Now that we’ve stowed the Christmas decorations for another year, I find what color I can these days in the seed catalogs, where the pages are bright enough to lift any spirit at the bottom of January, when the lawn is brown, the wind sharp, the garden a tangle of leavings from last year’s ambitions.

I have before me the latest catalog from Burpee, which puts a giant tomato on its cover every winter, the botanical equivalent of the supermodel who pants longingly from the front of each year’s Sports Illustrated swimsuit issue.

This year’s hot tomato, as Burpee tells it, is Madame Marmande, “a culinary star in France, where a favorite picnic feast is a scooped-out fruit brimming with a mild cheese.”

The Marmande looks about as big as Jupiter, a fixed point in the horticultural heavens guiding the hopeful toward spring.

Hope is what the seed catalogs sell each winter, and to read them is to wallow for a while in the kind of vaguely romantic prose that can sometimes sound like a perfume commercial. The names of the fruits, vegetables and ornamentals seem to borrow from modernist poetry, hinting at a meaning just beyond reach. There’s a cantaloupe called Collective Farm Woman “with a flavor residing in the delectable peach-pineapple continuum.” You can also plant a Scarlet Nantes carrot, a Tiger Hybrid collard, a Gatsby Moon hydrangea. I don’t know who writes the copy for the seed catalogs, but I envision a long bank of desks populated by young English majors — aspiring scholars of fiction and verse, saddled with college debt, now toiling away at odes to the Café au Lait Dahlia, the Empress Wu Hosta, the Blue Lake Bush Bean, or a petunia called, irresistibly, Black Cat.

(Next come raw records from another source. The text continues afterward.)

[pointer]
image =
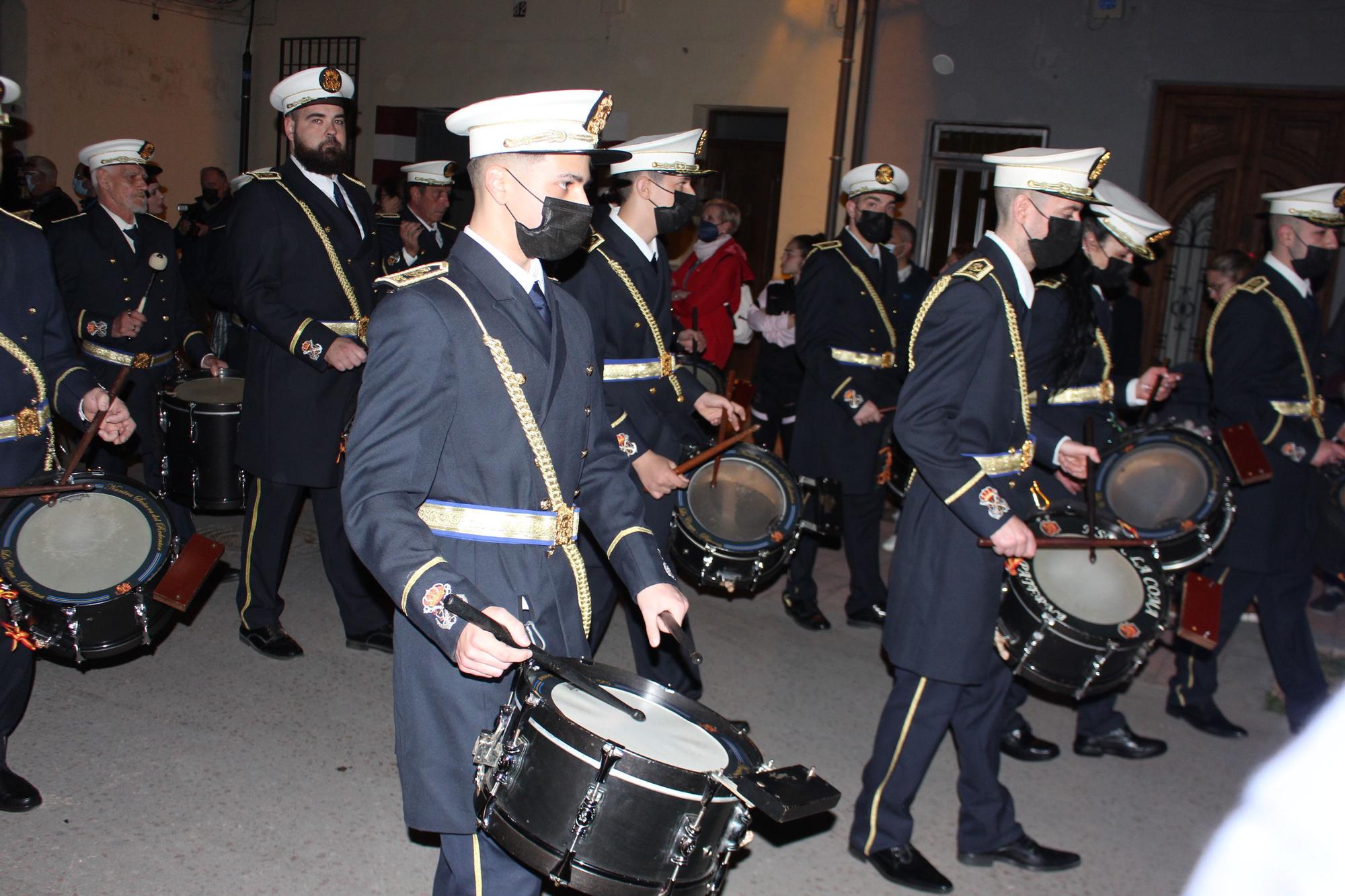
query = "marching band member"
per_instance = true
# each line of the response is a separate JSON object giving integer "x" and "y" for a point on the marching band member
{"x": 1264, "y": 350}
{"x": 481, "y": 421}
{"x": 964, "y": 419}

I look up from my seed catalogs these winter afternoons and see a yard much duller than the ones I find in mail-order advertising.

The cypress we bought at a farmer’s market two Christmases ago didn’t survive a summer dry spell. It still stands at attention, brown and brittle, held up only by habit. We’ll have to dig it out, and maybe use the hole to hold the satsuma tree, still in its pot, that we should have planted months ago.

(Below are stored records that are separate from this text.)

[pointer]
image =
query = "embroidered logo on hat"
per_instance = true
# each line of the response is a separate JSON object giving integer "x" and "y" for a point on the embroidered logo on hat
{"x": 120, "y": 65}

There are herbs to plant, too — small pots of lavender and tarragon, sage, cilantro and curry that I gave my wife for Christmas, tucked under the tree within folds of green and red tissue, along with a few ornamental peppers for yuletide color.

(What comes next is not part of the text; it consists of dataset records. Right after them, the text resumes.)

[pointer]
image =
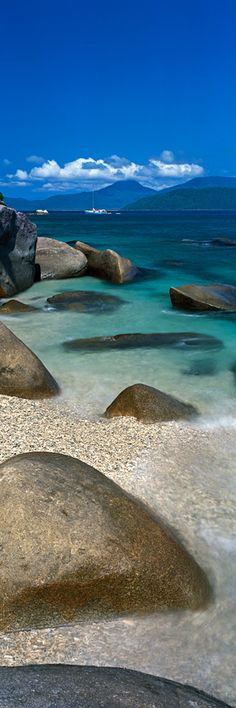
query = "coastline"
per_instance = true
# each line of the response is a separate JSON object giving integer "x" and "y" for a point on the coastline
{"x": 185, "y": 473}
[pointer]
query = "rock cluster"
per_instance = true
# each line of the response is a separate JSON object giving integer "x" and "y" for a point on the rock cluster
{"x": 17, "y": 252}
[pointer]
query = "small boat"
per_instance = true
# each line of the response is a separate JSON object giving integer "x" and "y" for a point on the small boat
{"x": 96, "y": 211}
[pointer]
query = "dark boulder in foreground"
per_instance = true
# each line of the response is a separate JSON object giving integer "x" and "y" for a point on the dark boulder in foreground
{"x": 149, "y": 405}
{"x": 78, "y": 546}
{"x": 18, "y": 238}
{"x": 22, "y": 374}
{"x": 204, "y": 297}
{"x": 65, "y": 686}
{"x": 153, "y": 340}
{"x": 85, "y": 301}
{"x": 108, "y": 264}
{"x": 57, "y": 260}
{"x": 14, "y": 307}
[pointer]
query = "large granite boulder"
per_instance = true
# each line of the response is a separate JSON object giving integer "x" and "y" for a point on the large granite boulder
{"x": 204, "y": 297}
{"x": 108, "y": 264}
{"x": 57, "y": 260}
{"x": 149, "y": 405}
{"x": 65, "y": 686}
{"x": 183, "y": 340}
{"x": 18, "y": 238}
{"x": 15, "y": 307}
{"x": 85, "y": 301}
{"x": 22, "y": 374}
{"x": 75, "y": 545}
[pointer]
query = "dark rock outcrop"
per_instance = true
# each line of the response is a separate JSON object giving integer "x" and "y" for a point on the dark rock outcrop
{"x": 22, "y": 374}
{"x": 57, "y": 260}
{"x": 204, "y": 297}
{"x": 65, "y": 686}
{"x": 14, "y": 307}
{"x": 85, "y": 301}
{"x": 18, "y": 238}
{"x": 108, "y": 264}
{"x": 77, "y": 546}
{"x": 153, "y": 340}
{"x": 149, "y": 405}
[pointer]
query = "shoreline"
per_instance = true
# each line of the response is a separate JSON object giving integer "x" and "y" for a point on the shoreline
{"x": 185, "y": 473}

The peppers dislike frost, so we’ll wait until Spring arrives in earnest to put them in the ground.

In the meantime, the yard lies beneath a blanket of sycamore leaves, and they rustle on windy days, as if the sleeping lawn is shifting its bedclothes.

Everything will be awake soon. In the meantime, I look out the window and daydream of tomatoes not yet planted, seasons still to come.